Um gênio, mas um mentiroso como qualquer outro

Galileu, ele, não se desmoraliza. Em 1632, publicou o livro Diálogo sobre os dois grandes sistemas do mundo, uma argumentação sobre as diferentes evidências que sustentam (ou não) os dois modelos, geocêntrico ou heliocêntrico.  Em resposta, a Inquisição o convoca a Roma para submeter-se a seu julgamento, o que levará a sua abjuração.

“O problema de Galileu era que ele estava expondo sua teoria sem provas reais”, diz Yael Naze.  “Mesmo que ele estivesse certo, era impossível no século XVI provar que a Terra girava em torno do Sol.
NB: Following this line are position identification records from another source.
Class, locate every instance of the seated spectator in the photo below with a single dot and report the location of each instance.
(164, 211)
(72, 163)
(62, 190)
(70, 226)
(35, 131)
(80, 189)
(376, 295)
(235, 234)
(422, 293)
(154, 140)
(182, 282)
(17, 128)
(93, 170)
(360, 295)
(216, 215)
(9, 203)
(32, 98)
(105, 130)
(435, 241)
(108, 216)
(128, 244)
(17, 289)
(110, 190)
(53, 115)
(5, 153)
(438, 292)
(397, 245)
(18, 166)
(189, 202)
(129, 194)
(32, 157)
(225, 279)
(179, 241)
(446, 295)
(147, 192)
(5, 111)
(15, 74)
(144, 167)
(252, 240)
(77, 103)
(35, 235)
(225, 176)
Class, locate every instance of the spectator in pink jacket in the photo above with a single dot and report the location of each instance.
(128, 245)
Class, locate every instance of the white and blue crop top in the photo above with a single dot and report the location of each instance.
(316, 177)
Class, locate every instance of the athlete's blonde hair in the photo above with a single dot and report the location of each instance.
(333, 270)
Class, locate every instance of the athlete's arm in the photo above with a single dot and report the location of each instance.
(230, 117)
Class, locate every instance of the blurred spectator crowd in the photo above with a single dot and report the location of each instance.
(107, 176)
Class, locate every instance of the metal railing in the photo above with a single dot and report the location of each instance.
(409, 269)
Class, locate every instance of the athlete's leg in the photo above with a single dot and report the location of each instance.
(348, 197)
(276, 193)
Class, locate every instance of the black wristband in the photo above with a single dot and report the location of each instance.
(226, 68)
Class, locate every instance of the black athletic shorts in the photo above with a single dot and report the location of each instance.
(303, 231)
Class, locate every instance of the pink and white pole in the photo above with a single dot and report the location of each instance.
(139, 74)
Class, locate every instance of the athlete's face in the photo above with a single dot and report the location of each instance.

O sistema heliocêntrico era na verdade mais lógico.  Ele simplificava todos os cálculos astronômicos. “Galileu não dispunha das ferramentas para provar sua teoria, ele não hesitava em distorcer os fatos ou inventar para convencer seus interlocutores. “Galileu era um gênio que havia entendido que o sistema aristotélico não funcionava. Mas ele também era um ser humano que tinha suas falhas e não hesitava em mentir quando se sentia encurralado”.